Il résulte de ce qui précède que les conclusions aux fins d’annulation de la requête doivent être rejetées. Il en va de même, par voie de conséquence, des conclusions aux fins d’injonction sous astreinte ainsi que celles présentées au titre de l’article L. 761-1 du code de justice administrative.
D E C I D E :
Article 1er : La requête de Mme C… est rejetée.
Article 2 : Le présent jugement sera notifié à Mme A… C… et au département des Vosges.

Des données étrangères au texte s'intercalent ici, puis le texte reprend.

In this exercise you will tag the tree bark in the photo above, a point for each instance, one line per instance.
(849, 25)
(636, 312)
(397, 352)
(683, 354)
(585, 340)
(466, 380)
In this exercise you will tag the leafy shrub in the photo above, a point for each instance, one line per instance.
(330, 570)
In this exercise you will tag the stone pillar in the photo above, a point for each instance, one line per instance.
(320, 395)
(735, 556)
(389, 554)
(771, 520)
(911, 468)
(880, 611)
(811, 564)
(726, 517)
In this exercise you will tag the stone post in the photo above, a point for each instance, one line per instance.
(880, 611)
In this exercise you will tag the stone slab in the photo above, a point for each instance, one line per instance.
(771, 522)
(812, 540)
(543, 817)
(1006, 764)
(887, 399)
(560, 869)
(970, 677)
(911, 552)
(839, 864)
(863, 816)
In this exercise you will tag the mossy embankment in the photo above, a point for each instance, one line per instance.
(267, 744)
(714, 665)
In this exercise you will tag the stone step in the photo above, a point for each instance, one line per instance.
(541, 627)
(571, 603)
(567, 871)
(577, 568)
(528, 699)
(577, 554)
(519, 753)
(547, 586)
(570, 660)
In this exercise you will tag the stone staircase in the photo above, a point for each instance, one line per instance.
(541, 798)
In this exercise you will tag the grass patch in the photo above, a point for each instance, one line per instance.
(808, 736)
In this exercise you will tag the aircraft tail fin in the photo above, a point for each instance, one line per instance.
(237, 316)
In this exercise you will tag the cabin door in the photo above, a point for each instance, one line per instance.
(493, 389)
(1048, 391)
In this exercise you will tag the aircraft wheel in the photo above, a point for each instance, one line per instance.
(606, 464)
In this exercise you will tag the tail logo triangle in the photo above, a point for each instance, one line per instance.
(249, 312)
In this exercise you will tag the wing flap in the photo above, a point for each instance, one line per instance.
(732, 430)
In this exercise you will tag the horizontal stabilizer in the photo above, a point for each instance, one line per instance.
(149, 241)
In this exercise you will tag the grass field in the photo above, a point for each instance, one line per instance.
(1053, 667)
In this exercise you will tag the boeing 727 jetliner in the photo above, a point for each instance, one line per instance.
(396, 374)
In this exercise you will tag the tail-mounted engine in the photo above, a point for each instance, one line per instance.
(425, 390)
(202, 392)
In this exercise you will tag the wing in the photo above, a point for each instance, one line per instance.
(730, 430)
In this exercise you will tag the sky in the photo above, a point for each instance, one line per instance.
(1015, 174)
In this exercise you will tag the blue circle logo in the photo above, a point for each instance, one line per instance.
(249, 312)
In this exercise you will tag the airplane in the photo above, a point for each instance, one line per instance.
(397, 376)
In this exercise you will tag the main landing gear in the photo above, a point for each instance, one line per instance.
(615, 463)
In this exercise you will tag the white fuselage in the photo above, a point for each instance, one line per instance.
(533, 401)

Délibéré après l’audience du 3 mars 2026, à laquelle siégeaient :
M. Coudert, président,
Mme Grandjean, première conseillère,
M. Siebert, conseiller.
Rendu public par mise à disposition au greffe le 24 mars 2026.
Le président-rapporteur,
B. CoudertL’assesseure la plus ancienne,
G. Grandjean
La greffière,
I. Varlet
La République mande et ordonne au préfet des Vosges en ce qui le concerne ou à tous commissaires de justice à ce requis en ce qui concerne les voies de droit commun contre les parties privées, de pourvoir à l’exécution de la présente décision.